The NGF chairman also urged the federal government to push for the realization of the 25 percent needed to ensure universal health care coverage for all Nigerians, under the Basic Health Care Provision Fund (BHCPF).
According to him, the governors are eager to build a resilient health care platform, committed to routine immunization and total polio eradication, in collaboration with global and local partners.
He, however, said his efforts would be in vain if the alarming trend continues unchecked.
“There are challenges, but much has been achieved, particularly in the effort to address the COVID-19 pandemic, which saw Nigeria rank fourth out of 54 African countries in the Global Health Security Index for 2021.
While praising the Federal Government for the initiative to establish the BHCPF, Tambuwal stressed that the drive to make the fund realistic must not wane.
He assured the government and the FMOH of transparency and accountability in the management of the fund by the states, noting, however, that the disbursement will be based on the performance of the recipient states.
“Health remains our priority as governors with a focus on building a resilient health care platform committed to routine immunization and the total eradication of polio in the country.
Ehanire, in his speech, corroborated the governor on the issue of brain drain, pointing out that 3,000 doctors graduate annually in the country.
However, according to the minister, of that number, 1,000 leave the country each year.

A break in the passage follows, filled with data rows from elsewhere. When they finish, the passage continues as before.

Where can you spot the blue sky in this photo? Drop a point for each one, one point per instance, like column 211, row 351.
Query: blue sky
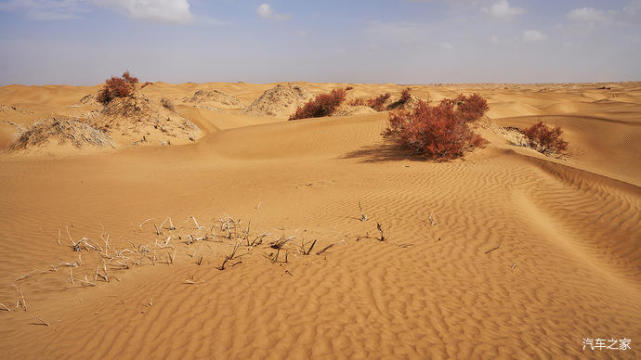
column 82, row 42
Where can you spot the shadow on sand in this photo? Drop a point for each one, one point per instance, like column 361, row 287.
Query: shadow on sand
column 383, row 153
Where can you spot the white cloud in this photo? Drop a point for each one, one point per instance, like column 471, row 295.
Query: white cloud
column 46, row 9
column 503, row 10
column 446, row 45
column 589, row 15
column 174, row 11
column 533, row 36
column 266, row 11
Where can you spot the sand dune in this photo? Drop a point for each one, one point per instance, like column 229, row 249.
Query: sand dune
column 524, row 256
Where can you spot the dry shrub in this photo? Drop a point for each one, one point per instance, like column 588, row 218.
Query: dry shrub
column 168, row 104
column 406, row 96
column 357, row 102
column 123, row 86
column 441, row 131
column 545, row 139
column 321, row 105
column 378, row 103
column 63, row 130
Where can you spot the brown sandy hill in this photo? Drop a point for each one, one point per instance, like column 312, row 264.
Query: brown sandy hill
column 504, row 254
column 141, row 120
column 61, row 131
column 282, row 100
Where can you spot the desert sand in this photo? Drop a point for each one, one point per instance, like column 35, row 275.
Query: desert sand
column 505, row 253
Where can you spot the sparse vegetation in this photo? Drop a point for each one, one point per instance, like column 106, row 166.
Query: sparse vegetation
column 123, row 86
column 545, row 139
column 441, row 131
column 321, row 105
column 406, row 96
column 357, row 102
column 168, row 104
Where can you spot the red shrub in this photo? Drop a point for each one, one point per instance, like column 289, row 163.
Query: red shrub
column 545, row 139
column 378, row 103
column 438, row 132
column 321, row 105
column 357, row 102
column 117, row 87
column 472, row 107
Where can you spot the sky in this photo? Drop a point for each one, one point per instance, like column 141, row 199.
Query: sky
column 83, row 42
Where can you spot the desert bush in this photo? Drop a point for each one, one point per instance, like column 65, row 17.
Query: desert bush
column 123, row 86
column 545, row 139
column 441, row 131
column 357, row 102
column 167, row 104
column 378, row 103
column 321, row 105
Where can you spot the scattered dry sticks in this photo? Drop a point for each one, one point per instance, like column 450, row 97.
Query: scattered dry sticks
column 363, row 216
column 325, row 249
column 380, row 230
column 39, row 321
column 309, row 250
column 230, row 257
column 493, row 249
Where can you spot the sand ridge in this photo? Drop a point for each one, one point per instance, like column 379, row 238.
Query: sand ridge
column 504, row 254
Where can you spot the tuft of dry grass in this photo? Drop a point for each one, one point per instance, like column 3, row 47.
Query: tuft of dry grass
column 62, row 130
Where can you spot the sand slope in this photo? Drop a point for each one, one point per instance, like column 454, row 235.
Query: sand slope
column 526, row 255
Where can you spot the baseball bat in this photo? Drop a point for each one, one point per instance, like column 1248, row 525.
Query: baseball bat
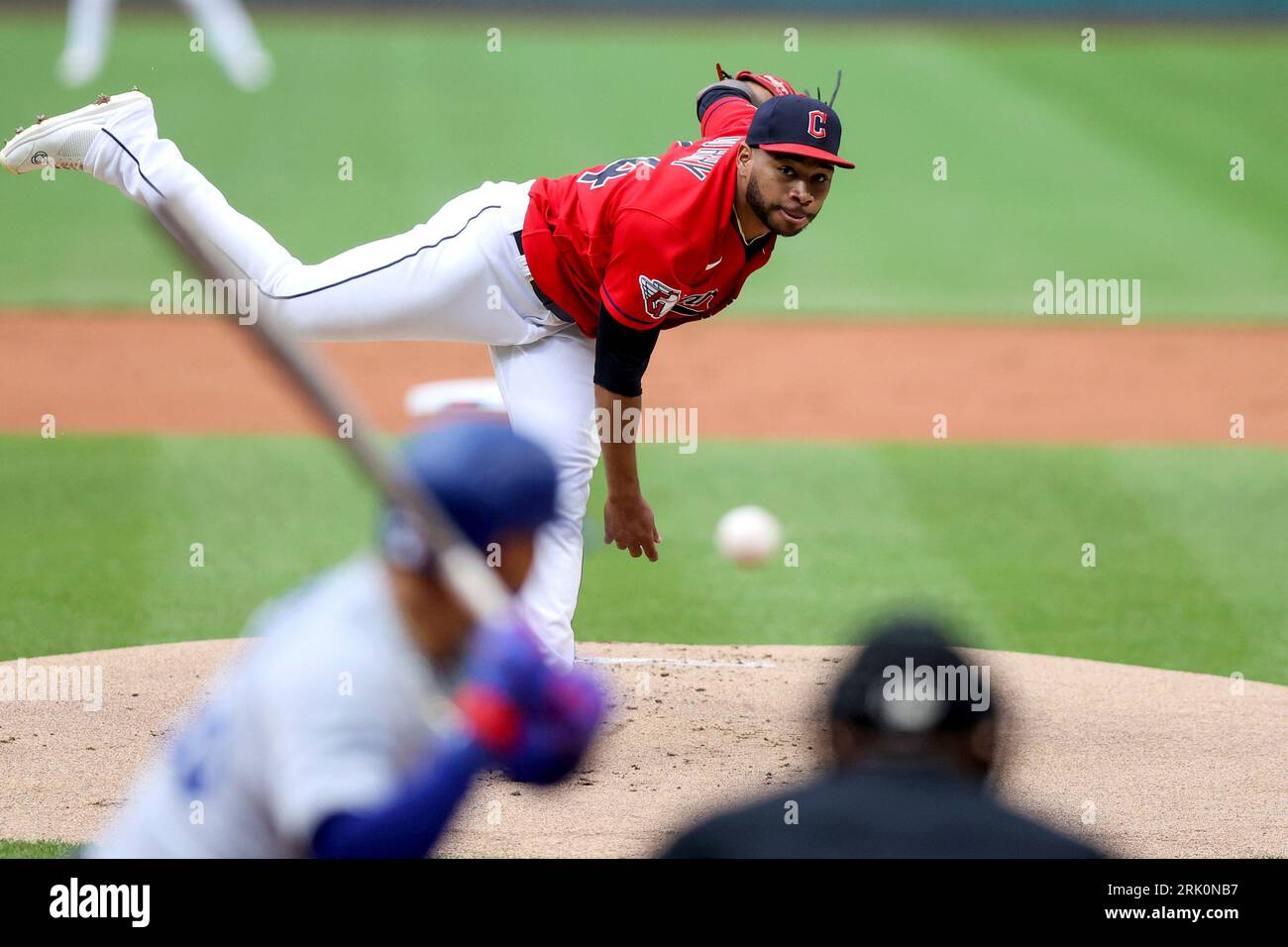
column 475, row 585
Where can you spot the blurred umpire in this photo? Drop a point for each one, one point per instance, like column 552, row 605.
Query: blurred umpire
column 909, row 779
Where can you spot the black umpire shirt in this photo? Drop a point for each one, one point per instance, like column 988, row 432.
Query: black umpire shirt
column 879, row 810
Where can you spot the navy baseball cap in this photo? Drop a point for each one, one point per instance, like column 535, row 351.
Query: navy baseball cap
column 798, row 125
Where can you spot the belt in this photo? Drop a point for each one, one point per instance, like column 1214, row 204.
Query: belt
column 545, row 300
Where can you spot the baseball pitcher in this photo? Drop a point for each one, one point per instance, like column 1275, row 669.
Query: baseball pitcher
column 567, row 279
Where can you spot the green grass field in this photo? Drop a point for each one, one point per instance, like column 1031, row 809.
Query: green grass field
column 1188, row 575
column 1112, row 163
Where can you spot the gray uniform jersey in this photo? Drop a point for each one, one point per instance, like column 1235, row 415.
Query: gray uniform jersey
column 326, row 712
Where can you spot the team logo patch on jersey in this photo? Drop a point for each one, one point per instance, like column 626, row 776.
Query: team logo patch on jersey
column 661, row 299
column 658, row 298
column 617, row 169
column 699, row 162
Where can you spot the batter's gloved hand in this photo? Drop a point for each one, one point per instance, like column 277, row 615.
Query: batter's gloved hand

He said this was despite efforts by the Federal Government to create more space to employ these staff in the face of growing demands for higher pay.
“Of the doctors, those who are least likely to stay in the country, and for whom the incentive to do so is abysmal, are experienced consultants.
“They are the ones we are most concerned about because it takes a lot of money to train them and it is difficult to meet their expectations.”
The minister urged other state governors to emulate the Sokoto state government, which he says devotes a lot of resources to training doctors, who are subsequently hired.